Our probabilities are shown in Exhibit 1. The model says that France has a 23% probability of winning the trophy, followed by Germany at 20%, Spain at 14%, and England at 11%. Although Germany has the highest Elo rating, France is favored because of its home advantage.
Exhibits 2 and 3 provide a different perspective by showing the modal prediction for the entire tournament. There are some interesting contrasts with the probabilities in Exhibit 1. For example, Exhibit 1 says that Germany is more likely than Spain to win the tournament because it is more likely to succeed across the entire range of possible tournament configurations. But Exhibit 3 says that in the single most likely case, Spain beats England in Semifinal 1, France beats Germany in Semifinal 2, and France then wins the final—i.e., Germany finishes behind Spain.
Which approach is better, the probabilistic one in Exhibit 1 or the modal one in Exhibits 2 and 3? A modal forecast does have the advantage of being more “crisp.” The sentence “Goldman Sachs says France will win” has a better ring to it than “Goldman Sachs says France has a 23% probability of winning, with Germany close behind.” Nevertheless, we think that a probabilistic approach is more useful—for predicting the outcome of football tournaments and, increasingly, for our day-to-day work on economic forecasting.

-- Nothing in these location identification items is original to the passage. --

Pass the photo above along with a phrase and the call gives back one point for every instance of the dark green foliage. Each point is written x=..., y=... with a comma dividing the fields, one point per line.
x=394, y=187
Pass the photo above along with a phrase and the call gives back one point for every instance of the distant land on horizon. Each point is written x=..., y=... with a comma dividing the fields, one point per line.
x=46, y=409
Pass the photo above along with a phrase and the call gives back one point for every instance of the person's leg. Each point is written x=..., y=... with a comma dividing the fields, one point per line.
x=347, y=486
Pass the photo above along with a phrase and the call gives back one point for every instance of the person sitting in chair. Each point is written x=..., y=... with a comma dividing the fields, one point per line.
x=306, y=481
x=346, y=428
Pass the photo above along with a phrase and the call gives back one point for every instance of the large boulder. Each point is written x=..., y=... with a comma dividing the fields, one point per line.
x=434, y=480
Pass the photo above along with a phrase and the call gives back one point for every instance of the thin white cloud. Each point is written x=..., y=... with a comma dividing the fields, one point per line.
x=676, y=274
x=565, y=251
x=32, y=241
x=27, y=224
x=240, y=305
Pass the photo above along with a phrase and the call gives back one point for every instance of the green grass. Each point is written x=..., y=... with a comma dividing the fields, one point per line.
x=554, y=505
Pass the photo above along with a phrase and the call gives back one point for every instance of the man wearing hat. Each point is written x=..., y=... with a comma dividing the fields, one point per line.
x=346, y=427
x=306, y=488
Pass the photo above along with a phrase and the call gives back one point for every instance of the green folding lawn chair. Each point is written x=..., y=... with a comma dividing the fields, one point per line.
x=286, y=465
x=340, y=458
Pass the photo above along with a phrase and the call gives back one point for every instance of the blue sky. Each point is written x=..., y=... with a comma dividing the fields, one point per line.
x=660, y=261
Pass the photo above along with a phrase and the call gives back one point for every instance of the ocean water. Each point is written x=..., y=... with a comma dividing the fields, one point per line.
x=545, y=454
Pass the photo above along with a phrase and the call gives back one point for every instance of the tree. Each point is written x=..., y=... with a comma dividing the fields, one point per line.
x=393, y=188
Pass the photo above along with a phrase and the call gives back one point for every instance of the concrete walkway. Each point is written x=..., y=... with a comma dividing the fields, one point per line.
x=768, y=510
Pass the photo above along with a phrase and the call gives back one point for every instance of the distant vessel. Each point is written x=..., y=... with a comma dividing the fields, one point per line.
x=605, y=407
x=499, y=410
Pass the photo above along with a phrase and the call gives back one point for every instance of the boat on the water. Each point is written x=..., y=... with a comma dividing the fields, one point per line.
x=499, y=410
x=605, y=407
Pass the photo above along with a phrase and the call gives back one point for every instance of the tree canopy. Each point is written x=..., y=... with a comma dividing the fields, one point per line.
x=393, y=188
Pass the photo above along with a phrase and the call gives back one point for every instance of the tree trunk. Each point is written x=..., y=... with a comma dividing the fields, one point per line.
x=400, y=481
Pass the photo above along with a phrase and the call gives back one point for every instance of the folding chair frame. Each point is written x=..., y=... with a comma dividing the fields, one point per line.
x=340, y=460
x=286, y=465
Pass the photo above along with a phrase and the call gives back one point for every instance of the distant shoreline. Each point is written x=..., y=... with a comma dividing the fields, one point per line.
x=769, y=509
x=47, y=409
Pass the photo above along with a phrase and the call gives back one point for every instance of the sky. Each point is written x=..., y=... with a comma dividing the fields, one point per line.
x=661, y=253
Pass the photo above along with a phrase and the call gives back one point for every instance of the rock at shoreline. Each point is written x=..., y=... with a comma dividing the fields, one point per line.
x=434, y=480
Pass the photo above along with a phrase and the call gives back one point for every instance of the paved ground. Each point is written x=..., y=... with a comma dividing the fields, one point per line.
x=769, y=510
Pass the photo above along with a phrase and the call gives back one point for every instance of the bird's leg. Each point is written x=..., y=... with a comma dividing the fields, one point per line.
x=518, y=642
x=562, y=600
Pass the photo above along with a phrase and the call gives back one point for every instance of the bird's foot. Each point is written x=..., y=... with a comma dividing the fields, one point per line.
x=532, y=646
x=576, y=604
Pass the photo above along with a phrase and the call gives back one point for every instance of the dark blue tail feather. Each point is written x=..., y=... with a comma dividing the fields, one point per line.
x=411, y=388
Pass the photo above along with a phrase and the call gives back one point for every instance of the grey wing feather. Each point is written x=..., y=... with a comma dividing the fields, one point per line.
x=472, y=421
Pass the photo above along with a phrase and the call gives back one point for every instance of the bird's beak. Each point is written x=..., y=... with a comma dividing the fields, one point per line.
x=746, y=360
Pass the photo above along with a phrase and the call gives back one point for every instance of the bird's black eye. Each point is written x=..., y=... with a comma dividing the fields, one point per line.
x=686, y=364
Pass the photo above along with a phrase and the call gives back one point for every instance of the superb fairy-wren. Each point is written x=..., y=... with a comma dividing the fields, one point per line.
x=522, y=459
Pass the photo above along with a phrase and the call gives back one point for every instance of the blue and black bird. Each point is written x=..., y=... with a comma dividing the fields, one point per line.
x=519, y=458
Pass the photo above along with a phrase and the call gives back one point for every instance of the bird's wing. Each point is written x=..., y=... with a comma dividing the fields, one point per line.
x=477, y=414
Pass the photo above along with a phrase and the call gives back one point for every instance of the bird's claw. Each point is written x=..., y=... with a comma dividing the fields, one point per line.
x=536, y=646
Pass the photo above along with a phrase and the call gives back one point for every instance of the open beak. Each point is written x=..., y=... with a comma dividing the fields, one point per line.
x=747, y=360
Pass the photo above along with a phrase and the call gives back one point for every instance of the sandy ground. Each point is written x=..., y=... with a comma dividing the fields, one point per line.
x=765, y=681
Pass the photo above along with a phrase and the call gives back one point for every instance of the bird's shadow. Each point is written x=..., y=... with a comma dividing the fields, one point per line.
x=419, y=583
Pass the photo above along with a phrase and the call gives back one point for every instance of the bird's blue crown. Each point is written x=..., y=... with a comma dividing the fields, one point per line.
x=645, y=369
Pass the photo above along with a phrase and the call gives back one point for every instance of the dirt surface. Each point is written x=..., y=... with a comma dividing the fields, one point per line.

Exhibit 4 provides more insight into the results by breaking down the probabilities of winning for the top four teams in a “waterfall chart” format. It shows that the most important factor is the Elo score, followed by home advantage and the European Championship dummy. The chart illustrates that the front-runner position for France derives largely from its home advantage, as its Elo rating is well below Germany’s and also a bit below Spain’s. Meanwhile, Germany benefits from the European Championship dummy, which picks up its historically strong tournament performance.
It is difficult to assess how much faith one should have in these predictions. On the plus side, our approach carefully considers the stochastic nature of the tournament using statistical methods, and we do think that the Elo rating—the most important input into our analysis—is a compelling summary of a team’s track record. On the minus side, we ignore a number of potentially important factors that are difficult to summarize statistically, including the quality of the individual players unless they are reflected in the team’s recent track record. And there is no room for human judgment (which may not be such a bad thing given that none of us are really football experts but some are enthusiastic Germany supporters).
One useful cross-check is to compare our results with bookmakers’ odds. Exhibit 5 plots our estimated championship probability against the average probability implied by the odds offered by five different bookmakers. The basic result is clear. Even though our model does not include bookmakers’ odds in any way, the probabilities are quite similar. A possible reason is that professional betting firms use many of the same inputs—such as Elo ratings—in their analysis and that they process the information in ways that are ultimately similar to ours.
Another useful check is to evaluate the performance of our model for the 2014 World Cup, which followed an essentially identical approach to the one presented here. It is safe to say that we had our hits and misses.
First, performance in the group stage was not great. The model only identified 9 of the 16 advancing teams and failed to predict the elimination of heavyweights Spain and Italy, although it correctly anticipated that England would fly home early.
Second, the model gave Brazil a 48% probability of winning the trophy, by far the highest of all the contestants. That failure illustrates a certain lack of imagination that is inherent in our approach. If the greatest football nation on earth—in terms of both past victories and its 2014 Elo rating—plays a World Cup at home, we are bound to project success. At least the probability was below 50%!
Third, the model did correctly identify three of the four semifinalists before the start of the tournament, namely Argentina, Brazil, and Germany, although it incorrectly picked Spain over the Netherlands.
Fourth, the fully updated version of the model—that is, the projection we sent out before each day of play on the basis of updated Elo ratings and other performance measures—was remarkably accurate during the knockout stage. It correctly predicted the winner of every match except the 7-1 semifinal between Germany and Brazil. But that was, by one estimate, the single most surprising result in World Cup history.
Ultimately, this last predictive failure might best capture the spirit of the exercise. As we said in our comment at the time: “Speaking as forecasters, we regret the miss. But, speaking as Germans, we would note that there are more important things than being right.”
May the best team win and let’s hope that watching Euro 2016 is as much fun as it was to write this article!
Sven Jari Stehn
1. The database is taken from http://www.eloratings.net/.
2. See, for example, A. Heuer, C. Müller, and O. Rubner, "Soccer: Is scoring goals a predictable Poissonian process?" Europhysics Letters, 2010.
3. As it happens, we recently shifted our approach to forecasting near-term Fed policy in a more probabilistic direction. See “Superforecasting Fed Policy,” US Daily, May 23, 2016.
4. This means, for example, that we cannot include factors such as the retirement or injury of a key player.
5. One result that looks surprising to our not-so-expert eyes is the low probability of success for Italy in Exhibit 1. The mechanical reason is that Italy's current Elo rating is not very high and Italy has historically not performed very well at European Championships.
6. See The World Cup and Economics, 2014.
7. See Nate Silver, “The Most Shocking Result in World Cup History,” http://fivethirtyeight.com/datalab/the-most-shocking-result-in-world-cup-history/, July 8, 2014.